One paper accepted by TCSVT!

Congrats to Dandan and Google!

Title: Neural Adaptive Loop Filtering For Video Coding: Exploring Multi-Hypothesis Sample Refinement

Abstract: Adaptive loop filtering (ALF) is extensively investigated for lossy video coding to mitigate compression noise. Numerous learning-based ALFs have emerged recently and improved the coding efficiency significantly through the use of complexity-intensive, large-scale models trained on excessive samples, making it impractical for real-life applications. By contrast, lightweight, small-scale ALF models cannot promise convincing performance and model generalization. In principle, the ALF estimates the sample distortion for restoration. Instead of directly approximating the distortion as in existing solutions, we reformulate it as a Multi-hypothesis Sample Refinement (MSR) problem. To this end, we first generate multiple distortion hypotheses through a deep neural network (DNN) model.
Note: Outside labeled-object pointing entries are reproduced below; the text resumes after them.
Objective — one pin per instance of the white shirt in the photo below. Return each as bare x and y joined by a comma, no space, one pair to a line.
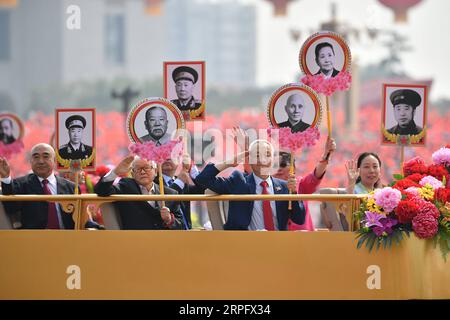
111,176
257,222
52,185
177,181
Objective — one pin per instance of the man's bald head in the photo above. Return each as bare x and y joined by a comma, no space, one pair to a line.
43,160
294,108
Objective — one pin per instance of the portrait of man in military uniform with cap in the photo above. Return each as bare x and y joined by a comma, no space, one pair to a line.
156,123
404,103
75,148
188,82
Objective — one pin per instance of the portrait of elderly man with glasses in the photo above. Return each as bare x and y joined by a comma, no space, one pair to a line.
143,215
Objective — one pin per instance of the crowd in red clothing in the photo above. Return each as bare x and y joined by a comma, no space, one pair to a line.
112,140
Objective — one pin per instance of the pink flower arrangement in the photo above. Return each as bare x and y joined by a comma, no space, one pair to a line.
328,86
387,198
149,151
425,225
298,140
413,191
429,208
7,150
442,156
409,207
435,183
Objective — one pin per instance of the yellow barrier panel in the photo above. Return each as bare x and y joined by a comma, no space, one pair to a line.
63,264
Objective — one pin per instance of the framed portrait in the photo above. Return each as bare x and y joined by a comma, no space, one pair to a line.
11,128
75,137
403,120
325,53
184,86
296,106
154,119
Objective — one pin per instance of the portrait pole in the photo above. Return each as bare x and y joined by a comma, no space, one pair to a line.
161,184
402,159
328,115
291,171
76,182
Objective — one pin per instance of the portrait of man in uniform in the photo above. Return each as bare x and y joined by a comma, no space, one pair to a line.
75,148
185,79
184,87
403,119
11,128
6,131
295,108
404,103
75,137
156,124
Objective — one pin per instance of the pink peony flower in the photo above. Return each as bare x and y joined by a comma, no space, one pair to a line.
298,140
413,191
442,156
149,151
7,150
387,198
429,208
425,225
435,183
328,86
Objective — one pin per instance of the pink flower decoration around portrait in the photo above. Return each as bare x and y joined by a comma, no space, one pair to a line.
387,198
295,141
328,86
149,151
7,150
435,183
442,156
425,225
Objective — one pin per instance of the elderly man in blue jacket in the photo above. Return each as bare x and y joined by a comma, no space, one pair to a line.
254,215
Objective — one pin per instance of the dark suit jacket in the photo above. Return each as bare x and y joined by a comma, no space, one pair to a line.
334,74
240,212
298,127
34,215
141,215
188,189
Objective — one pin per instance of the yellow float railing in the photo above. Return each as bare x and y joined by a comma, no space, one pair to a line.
77,204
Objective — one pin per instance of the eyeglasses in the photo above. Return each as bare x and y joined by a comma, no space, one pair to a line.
145,169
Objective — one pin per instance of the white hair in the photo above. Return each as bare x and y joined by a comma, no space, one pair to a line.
255,144
151,162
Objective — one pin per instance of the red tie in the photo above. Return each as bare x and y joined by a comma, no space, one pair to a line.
52,222
267,209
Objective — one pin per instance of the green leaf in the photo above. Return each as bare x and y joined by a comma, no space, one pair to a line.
362,240
371,242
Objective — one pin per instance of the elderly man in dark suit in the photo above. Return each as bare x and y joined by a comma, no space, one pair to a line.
185,78
254,215
39,215
75,148
183,183
405,102
147,215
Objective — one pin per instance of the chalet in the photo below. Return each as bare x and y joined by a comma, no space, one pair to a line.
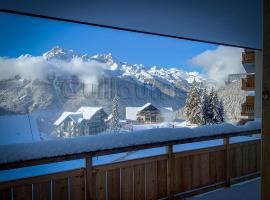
149,113
85,121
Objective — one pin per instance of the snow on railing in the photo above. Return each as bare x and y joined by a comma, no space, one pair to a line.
53,148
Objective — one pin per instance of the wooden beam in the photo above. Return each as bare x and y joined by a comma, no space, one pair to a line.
227,162
88,178
170,171
82,155
265,191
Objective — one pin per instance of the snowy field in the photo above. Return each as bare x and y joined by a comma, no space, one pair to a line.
21,151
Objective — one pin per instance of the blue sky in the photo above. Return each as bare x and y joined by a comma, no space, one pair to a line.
22,34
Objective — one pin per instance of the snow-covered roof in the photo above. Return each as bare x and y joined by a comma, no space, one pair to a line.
18,129
131,112
82,113
88,112
145,106
63,116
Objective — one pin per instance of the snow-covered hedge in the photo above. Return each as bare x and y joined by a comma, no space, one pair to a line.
51,148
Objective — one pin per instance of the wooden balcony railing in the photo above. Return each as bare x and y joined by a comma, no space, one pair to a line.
248,57
172,175
247,110
248,83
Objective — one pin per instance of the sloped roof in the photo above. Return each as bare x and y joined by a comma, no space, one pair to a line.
131,112
145,106
84,112
63,116
88,112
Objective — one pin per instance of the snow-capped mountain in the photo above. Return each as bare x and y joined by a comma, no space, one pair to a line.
136,72
64,87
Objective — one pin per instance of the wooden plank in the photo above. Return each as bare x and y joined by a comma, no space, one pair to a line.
77,188
120,149
5,194
199,151
196,170
89,185
265,168
22,192
239,160
60,189
258,157
227,163
187,173
253,158
139,182
127,191
233,161
162,178
245,158
178,183
129,163
220,166
42,190
113,184
99,179
213,172
205,169
42,178
170,173
151,180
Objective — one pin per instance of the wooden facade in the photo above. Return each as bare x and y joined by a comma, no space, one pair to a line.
150,114
174,175
265,184
248,57
248,83
70,127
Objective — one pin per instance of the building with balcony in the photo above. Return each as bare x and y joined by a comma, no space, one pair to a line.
251,83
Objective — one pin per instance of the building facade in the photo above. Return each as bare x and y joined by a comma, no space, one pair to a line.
251,108
149,113
85,121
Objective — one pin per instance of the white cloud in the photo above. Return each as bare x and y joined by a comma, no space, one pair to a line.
38,68
219,63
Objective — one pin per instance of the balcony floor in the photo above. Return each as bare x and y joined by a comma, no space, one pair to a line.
249,190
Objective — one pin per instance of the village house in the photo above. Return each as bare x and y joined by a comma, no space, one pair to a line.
149,113
85,121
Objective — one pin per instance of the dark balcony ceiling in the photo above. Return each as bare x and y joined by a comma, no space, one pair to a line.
232,22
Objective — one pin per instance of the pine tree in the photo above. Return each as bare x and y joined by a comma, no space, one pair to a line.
205,108
115,125
193,104
210,111
216,117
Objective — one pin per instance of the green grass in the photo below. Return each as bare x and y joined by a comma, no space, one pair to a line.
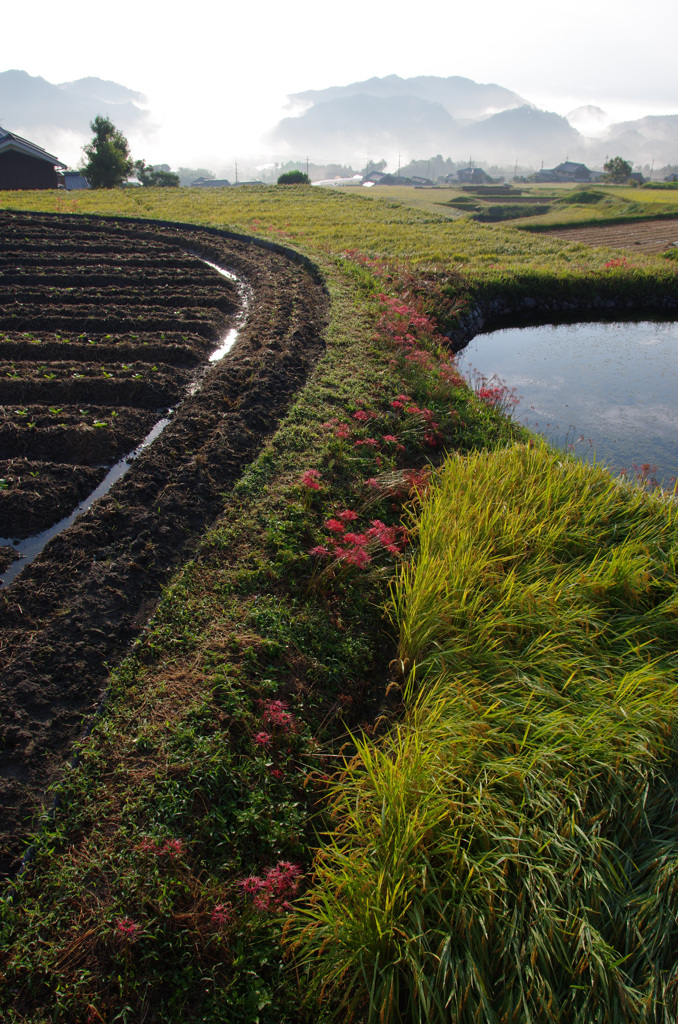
256,617
505,853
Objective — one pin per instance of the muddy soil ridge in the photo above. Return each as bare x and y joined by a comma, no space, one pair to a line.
101,316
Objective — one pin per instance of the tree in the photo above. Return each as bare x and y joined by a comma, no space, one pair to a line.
156,177
109,161
294,178
618,170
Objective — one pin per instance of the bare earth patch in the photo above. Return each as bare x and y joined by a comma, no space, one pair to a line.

Then, these hypotheses are linearly superimposed to approximate the final distortion through the minimization of mean square error (MMSE) between the filtered reconstruction and its original, uncompressed input. Finally, the linear superimposition coefficients are explicitly signaled in the compressed bitstream. As seen, the superimposition coefficients inherently generalize the MSR to various content. And using DNNs to generate distortion hypotheses essentially models the spatial priors of a local block and its underlying compression error distribution. As a result, the MSR using a small-scale convolutional neural network (CNN) model with only 5k parameters and 5 KMACs/pixel achieves 4.35% (Intra) and 2.49% (Inter) BD-Rate (Bjøntegaard Delta Rate) gains over the AV1 anchor. Ablation studies further demonstrate that the MSR can be generalized to various network structures (especially lightweight networks), different standards (e.g., H.265/HEVC and H.266/VVC), and diverse video content (e.g., screen videos).